How Washington D.C. Became The US Capital
Before Washington, D.C. became the country’s center, it was in Philadelphia, Pennsylvania. At the time, it made sense to have the capital in Philadelphia because it was close to both the states in the North where slavery was illegal and the states in the South where it was allowed. But the Philadelphia Munity in 1783 made it hard for the city to keep being the US capital.
In 1783, the Continental Congress was trying to figure out how to pay the men who fought against the British during the Revolutionary War. A group of soldiers from Lancaster, Pennsylvania, who were upset about not getting paid, marched to Philadelphia and stopped the doors of the Congress.
At the same time, the Governor of Pennsylvania wouldn’t let the federal politicians be protected by state troops. At some point, members of Congress snuck out of what is now called Independence Hall, the building where the Continental Congress met, and went to Princeton, New Jersey.
In the years after that, the Congress went to other places in the US. The Congress’s last stop was in New York City, but in 1787, members went back to Philadelphia to write the US Constitution. So that there wouldn’t be any more problems like the Philadelphia Mutiny,
An article was added to the Constitution that gave Congress the power to make a special federal district that would be directly controlled by the federal government and wouldn’t have to rely on the protection of a state government. But where would a place like that be?
When Congress met in 1789, there were two suggestions for the new federal district: Lancaster, Pennsylvania, and Germantown, Pennsylvania. Germantown was just outside of Philadelphia, and Lancaster was in the middle of Pennsylvania.
Alexander Hamilton, a Founding Father, had another idea. He thought that the federal district should be in an undeveloped area that included parts of both Maryland and Virginia. Hamilton suggested this as part of a bigger deal with James Madison and Thomas Jefferson, two other Founding Fathers.
Under this deal, the new federal district would be in a place that the slave-owning states of the South liked. They were afraid that the capital in the North would be more friendly to the Abolitionist movement, which wanted to get rid of slavery in the whole country.
In return, the South was to pay off the debts that the Northern states had gotten into during the Revolutionary War. With the Residence Act, which made the new federal district and put the permanent capital of the United States in the area where the city of Washington is now, this settlement was made official.

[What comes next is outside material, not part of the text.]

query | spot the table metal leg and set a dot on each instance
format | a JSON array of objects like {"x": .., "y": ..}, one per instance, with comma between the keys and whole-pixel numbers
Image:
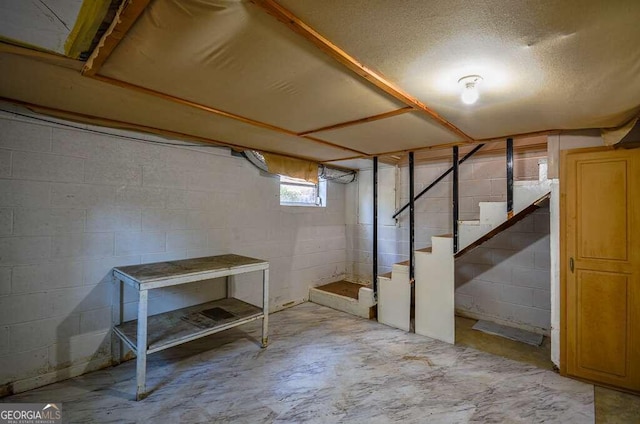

George Washington, the first President of the United States, picked the exact spot where the city was founded in 1790, between the Potomac and Anacostia Rivers. The states of Maryland and Virginia gave up the land where the new capital city and federal district were to be built.
In September 1791, the city was named Washington after the first president of the United States. The new federal area was called the Territory of Columbia, which was a patriotic reference to the United States during the Revolutionary War. The name came from Christopher Columbus. The Territory of Columbia became known as the District of Columbia in 1871.
Philadelphia was to be the US capital for ten years. During that time, the people of Philadelphia and the state of Pennsylvania worked hard to keep the capital from moving to the new federal district. They even offered President Washington a luxurious house to stay in.
But none of it helped. Yellow fever, which broke out in Philadelphia in 1793 and made people worry about safety in the area, also hurt the fight to keep the US capital there. Also, people who were born and raised in Virginia, like Washington, Madison, and Jefferson, were glad to have the city close to home. So, on May 15, 1800, the US Congress stopped doing business in Philadelphia and started moving to the new federal district. On June 11, 1800, Philadelphia was no longer the capital of the United States. Since then, the capital of the United States of America has been Washington, D.C.